Hey Shreyank I was worried as I had uploaded files via Secure FTP and they were not appearing in ticket But they appeared after a while. So sftp is working as expected. Thanks again for confirming the filename rules Regards

Hello, can you post the fingerprint of the SSH Host Key for verification -- otherwise, this is not really secure...

@Joseph: Please see below the fingerprint of the SSH Host Key for verification:

SHA256:Ij7dPhl1PhiycLC/rFXy1sGO2nSS9ky0PYdYhi+ykpQ=

Can you consider fixing the IP address to assist those of us who have to request IPs in firewall/proxy requests.

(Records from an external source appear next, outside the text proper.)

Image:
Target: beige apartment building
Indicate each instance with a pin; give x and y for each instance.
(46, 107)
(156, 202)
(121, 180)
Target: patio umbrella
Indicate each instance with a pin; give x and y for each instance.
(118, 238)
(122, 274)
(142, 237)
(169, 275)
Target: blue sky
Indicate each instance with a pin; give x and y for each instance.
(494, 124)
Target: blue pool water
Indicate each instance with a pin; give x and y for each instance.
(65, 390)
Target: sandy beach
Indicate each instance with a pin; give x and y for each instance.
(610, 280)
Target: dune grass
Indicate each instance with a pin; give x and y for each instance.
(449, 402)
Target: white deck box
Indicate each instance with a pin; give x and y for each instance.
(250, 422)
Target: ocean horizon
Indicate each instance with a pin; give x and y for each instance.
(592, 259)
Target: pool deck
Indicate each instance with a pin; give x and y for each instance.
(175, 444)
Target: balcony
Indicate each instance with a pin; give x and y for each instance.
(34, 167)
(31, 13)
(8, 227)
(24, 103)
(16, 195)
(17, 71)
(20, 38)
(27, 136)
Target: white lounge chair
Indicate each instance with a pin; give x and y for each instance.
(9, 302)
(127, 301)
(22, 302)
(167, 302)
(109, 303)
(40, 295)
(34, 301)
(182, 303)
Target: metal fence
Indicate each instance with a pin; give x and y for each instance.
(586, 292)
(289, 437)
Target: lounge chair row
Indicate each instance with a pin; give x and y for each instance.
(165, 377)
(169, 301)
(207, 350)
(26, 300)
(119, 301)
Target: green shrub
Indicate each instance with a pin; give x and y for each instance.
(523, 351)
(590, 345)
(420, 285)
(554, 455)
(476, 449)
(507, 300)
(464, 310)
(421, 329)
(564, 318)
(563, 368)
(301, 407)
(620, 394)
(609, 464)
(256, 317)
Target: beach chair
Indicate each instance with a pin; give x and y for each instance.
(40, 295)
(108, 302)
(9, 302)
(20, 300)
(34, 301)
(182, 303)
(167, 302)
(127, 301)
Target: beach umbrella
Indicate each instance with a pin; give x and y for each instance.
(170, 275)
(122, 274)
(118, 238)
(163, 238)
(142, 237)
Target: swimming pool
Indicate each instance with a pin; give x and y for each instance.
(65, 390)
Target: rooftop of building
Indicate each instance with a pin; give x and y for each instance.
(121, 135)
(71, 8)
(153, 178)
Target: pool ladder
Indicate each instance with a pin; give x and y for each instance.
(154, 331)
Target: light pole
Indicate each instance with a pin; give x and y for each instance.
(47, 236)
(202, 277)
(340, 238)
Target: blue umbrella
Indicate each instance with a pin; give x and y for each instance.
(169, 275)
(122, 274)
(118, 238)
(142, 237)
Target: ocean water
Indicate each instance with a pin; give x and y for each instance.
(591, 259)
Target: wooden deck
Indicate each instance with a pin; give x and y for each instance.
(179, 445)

Hey Richard, 35.80.245.1 is the IP which is fixed for now. Will add this to the article as well, but this might change in the future when the load balancer is changed. Just ensure to update the IP if that fails anytime in the future. Regards,

Thanks for the info. This IP has changed since this article was originally published so I'll have to go round the request and approval loop again. Is there anyway to request a permanent fixed IP for this? As I say, this is very painful for us customers. Thanks.

DNS address lookups exist actually so one can refer to the DNS name without pinning down an IP. If firewall departments are not able to operate on that base, maybe they want to implement a checkscript on their side which constantly resolves DNS into IP address, to detect when the IP changes.

Hey Richard,

We understand your pain points. To provide some context, we didn't have a load balancer before but added one recently to support multiple ports. We have verified that the load balancer allows us to keep a static IP for the foreseeable future. Hope that helps!